(Bloomberg) -- The high-flying technology sector hit a potentially ominous milestone on Tuesday: It now amounts to more than 25 percent of the S&P 500 Index.
“It’s the first time the sector has made up at least a quarter of the S&P since a one-year period that ran from Thanksgiving 1999 through Thanksgiving 2000,” according to analysts at Bespoke Investment Group. “Notably, the weighting only got above 25 percent for the final four months of the dot-com bubble when share prices were going insane.”
This time, however, it’s different, according to Bespoke.
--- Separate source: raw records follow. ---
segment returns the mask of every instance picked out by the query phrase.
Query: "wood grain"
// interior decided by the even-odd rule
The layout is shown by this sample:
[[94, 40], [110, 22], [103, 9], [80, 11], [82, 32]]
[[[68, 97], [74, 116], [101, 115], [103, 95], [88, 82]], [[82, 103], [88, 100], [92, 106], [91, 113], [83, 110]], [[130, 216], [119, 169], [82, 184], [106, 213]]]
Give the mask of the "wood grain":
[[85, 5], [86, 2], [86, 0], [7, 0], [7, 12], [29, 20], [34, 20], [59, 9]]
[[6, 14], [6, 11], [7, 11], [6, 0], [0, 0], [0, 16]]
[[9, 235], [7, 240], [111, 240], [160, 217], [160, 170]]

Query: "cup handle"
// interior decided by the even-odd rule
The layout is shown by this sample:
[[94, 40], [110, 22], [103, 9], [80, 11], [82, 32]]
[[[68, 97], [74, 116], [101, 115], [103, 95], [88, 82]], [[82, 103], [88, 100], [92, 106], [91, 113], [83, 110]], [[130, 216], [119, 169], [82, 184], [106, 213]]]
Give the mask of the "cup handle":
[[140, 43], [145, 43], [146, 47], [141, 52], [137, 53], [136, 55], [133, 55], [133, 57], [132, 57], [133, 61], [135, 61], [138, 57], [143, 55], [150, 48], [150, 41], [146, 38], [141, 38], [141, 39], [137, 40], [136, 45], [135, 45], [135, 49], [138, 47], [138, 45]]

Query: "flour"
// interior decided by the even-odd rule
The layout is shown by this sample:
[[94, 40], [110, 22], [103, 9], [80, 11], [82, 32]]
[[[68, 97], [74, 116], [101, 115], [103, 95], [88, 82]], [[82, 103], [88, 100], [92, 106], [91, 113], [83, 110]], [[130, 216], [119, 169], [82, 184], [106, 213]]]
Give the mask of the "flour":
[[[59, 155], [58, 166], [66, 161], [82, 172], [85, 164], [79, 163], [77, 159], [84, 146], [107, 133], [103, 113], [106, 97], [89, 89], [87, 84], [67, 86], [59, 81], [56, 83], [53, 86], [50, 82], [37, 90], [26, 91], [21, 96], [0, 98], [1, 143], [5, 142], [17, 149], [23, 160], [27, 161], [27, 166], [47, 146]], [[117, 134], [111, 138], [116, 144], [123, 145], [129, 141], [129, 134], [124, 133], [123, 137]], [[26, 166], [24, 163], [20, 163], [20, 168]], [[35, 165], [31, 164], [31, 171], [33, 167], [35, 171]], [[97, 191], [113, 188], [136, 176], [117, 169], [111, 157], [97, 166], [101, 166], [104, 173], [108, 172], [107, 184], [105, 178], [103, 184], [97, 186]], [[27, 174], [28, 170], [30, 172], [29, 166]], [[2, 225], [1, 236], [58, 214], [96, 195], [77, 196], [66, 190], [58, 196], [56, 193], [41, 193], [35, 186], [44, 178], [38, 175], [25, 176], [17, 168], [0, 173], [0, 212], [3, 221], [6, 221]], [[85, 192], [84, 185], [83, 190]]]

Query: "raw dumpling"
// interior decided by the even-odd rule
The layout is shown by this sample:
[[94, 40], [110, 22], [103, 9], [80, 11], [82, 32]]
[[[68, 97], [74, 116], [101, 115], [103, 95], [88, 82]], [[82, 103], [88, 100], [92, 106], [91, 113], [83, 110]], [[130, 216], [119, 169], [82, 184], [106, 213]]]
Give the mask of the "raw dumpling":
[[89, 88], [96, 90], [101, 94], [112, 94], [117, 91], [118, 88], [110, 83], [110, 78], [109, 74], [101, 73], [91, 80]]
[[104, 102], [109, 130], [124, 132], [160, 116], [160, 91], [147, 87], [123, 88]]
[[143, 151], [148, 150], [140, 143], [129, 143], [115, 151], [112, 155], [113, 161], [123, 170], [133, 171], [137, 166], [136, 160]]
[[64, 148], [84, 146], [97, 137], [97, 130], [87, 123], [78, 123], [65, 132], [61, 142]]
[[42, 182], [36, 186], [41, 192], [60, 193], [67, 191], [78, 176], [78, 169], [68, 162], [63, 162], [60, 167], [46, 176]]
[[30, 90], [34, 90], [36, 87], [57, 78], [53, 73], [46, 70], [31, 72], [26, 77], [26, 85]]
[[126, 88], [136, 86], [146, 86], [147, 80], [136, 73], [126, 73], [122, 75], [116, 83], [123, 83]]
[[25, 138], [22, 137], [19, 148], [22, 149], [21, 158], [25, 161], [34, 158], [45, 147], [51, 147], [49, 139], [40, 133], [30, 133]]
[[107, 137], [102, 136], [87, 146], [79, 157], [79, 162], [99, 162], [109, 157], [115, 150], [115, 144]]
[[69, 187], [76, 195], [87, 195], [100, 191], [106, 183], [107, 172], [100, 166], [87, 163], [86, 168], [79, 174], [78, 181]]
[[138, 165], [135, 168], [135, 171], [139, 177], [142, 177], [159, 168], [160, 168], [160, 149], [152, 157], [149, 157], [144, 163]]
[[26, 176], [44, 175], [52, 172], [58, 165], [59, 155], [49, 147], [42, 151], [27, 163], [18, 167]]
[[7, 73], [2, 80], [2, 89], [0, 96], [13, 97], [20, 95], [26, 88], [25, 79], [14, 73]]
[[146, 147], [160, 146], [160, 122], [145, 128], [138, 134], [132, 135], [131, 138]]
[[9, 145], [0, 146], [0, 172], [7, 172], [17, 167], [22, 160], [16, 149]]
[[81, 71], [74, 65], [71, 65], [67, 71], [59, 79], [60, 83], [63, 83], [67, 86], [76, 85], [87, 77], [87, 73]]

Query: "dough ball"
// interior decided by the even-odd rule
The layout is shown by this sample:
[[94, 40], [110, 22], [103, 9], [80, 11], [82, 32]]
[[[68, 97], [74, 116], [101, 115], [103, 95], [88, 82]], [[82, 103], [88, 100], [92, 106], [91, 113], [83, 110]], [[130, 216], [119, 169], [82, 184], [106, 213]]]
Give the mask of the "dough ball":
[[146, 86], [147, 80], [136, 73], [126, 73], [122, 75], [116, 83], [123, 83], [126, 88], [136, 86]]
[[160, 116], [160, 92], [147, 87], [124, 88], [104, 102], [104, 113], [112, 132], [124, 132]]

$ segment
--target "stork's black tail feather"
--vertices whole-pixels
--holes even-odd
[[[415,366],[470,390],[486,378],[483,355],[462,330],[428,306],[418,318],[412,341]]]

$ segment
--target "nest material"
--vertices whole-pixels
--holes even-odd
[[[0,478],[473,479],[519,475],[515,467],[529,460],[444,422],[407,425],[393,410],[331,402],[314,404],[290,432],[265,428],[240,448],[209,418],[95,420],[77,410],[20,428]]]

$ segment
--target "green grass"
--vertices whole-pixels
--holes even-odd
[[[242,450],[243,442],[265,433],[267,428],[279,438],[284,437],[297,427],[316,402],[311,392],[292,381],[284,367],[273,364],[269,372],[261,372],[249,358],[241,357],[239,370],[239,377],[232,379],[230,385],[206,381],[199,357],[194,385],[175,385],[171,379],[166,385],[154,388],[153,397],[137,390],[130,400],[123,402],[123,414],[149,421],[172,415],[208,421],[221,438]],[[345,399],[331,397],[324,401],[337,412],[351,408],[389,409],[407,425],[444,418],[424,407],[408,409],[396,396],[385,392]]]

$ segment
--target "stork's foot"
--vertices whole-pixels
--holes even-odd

The forward price-to-earnings ratio for the sector stands at a little over 19, compared with a peak of 60 in March 2000. This implies that valuations in the industry are considerably less stretched than during the dot-com bubble -- and that the sector’s hefty share of the benchmark U.S. stock gauge is more justified by the fundamentals.
But still, crossing this threshold “is still nothing to sneeze at,” the analysts said in a note Wednesday.
No other sector has accounted for 25 percent of the S&P 500 over this span. At their zenith during the housing bubble, financials came within a few percentage points of this milestone.
Year to date, the tech sector has outpaced the S&P 500 Index by a substantial margin. And its success isn’t largely attributable to heavyweights like Alphabet Inc. or Apple Inc. Rather, gains have been broad-based: The equal-weight tech index is actually outperforming its market-capitalization-configured counterpart.